Comments (13)
Hey Yangshell, there's no official description to run the code, yet. We're still experimenting with the architecture to find a good training setup to replicate the paper's results on the rooms_ring_camera dataset. Once we have a stable version and working model snapshots, we will merge the dev branch into master and write a detailed Readme.
In the meanwhile, you can check https://github.com/ogroth/tf-gqn/blob/rooms_ring_camera_training/train_gqn_draw.py
This is the run script training the GQN (provided you have downloaded the training data). However, we haven't managed to produce great visual results, yet.
from tf-gqn.
We have released a stable version of GQN which trains on the rooms_ring_camera dataset with the default parameters we provide. The training script is: https://github.com/ogroth/tf-gqn/blob/master/train_gqn_draw.py
Please see the Readme for detailed instructions on how to set up and run the code.
from tf-gqn.
i download the rooms_ring_camera dataset. but after i run the the script. the system will kill it. my computer has one 1080ti GPU. it not enough, needs better one ?
from tf-gqn.
i download the rooms_ring_camera dataset. but after i run the the script. the system will kill it. my computer has one 1080ti GPU. it not enough, needs better one ?
Hi wlred, could you please give a more detailed version of the error you get? Which script have you run (with which parameters) and what happened after it had been launched? Has it run into an out-of-memory error?
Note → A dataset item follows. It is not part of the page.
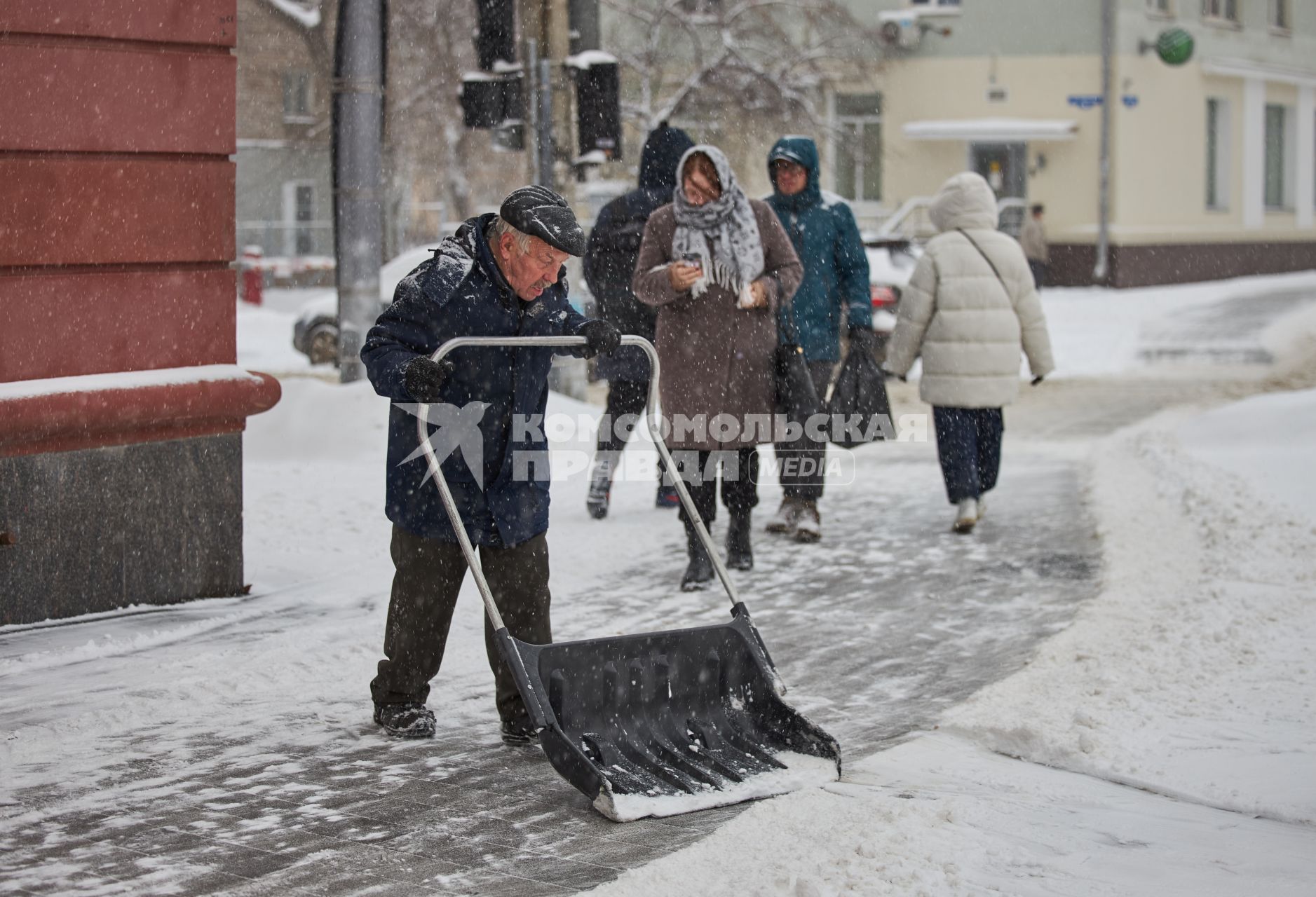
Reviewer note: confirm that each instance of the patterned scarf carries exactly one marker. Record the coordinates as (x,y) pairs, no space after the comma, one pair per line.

A GTX 1080Ti is definitely sufficient to train the model.
from tf-gqn.
Hi ogroth, my steps:
(1)download the rooms_ring_camera dataset
(2)run the command:
1>source venv/bin/activate
2>python3 train_gqn_draw.py --data_dir /tmp/data/gqn-dataset --dataset rooms_ring_camera --model_dir /tmp/models/gqn
the output log is these:
Training a GQN.
FLAGS: Namespace(batch_size=36, chkpt_steps=10000, data_dir='/tmp/data/gqn-dataset', dataset='rooms_ring_camera', debug=False, initial_eval=False, log_steps=100, memcap=1.0, model_dir='/tmp/models/gqn', queue_buffer=64, queue_threads=4, train_epochs=40)
UNPARSED_ARGV: ['--mode_dir', '/tmp/models/gqn']
INFO:tensorflow:Using config: {'_save_checkpoints_secs': None, '_log_step_count_steps': 100, '_global_id_in_cluster': 0, '_task_id': 0, '_service': None, '_session_config': gpu_options {
per_process_gpu_memory_fraction: 1.0
allow_growth: true
}
, '_evaluation_master': '', '_is_chief': True, '_num_ps_replicas': 0, '_master': '', '_task_type': 'worker', '_tf_random_seed': None, '_cluster_spec': <tensorflow.python.training.server_lib.ClusterSpec object at 0x7fec2a484f28>, '_model_dir': '/tmp/models/gqn', '_save_checkpoints_steps': 10000, '_keep_checkpoint_every_n_hours': 10000, '_num_worker_replicas': 1, '_save_summary_steps': 100, '_keep_checkpoint_max': 5, '_train_distribute': None}
INFO:tensorflow:Calling model_fn.
INFO:tensorflow:Done calling model_fn.
INFO:tensorflow:Create CheckpointSaverHook.
INFO:tensorflow:Graph was finalized.
INFO:tensorflow:Running local_init_op.
INFO:tensorflow:Done running local_init_op.
kill
(3) after run the train_gqn_draw.py script. maybe 20 second. the system kill the process. and my computer is slow
from tf-gqn.
You seem to have a typo in your CLI parameters when calling the script:
UNPARSED_ARGV: ['--mode_dir', '/tmp/models/gqn']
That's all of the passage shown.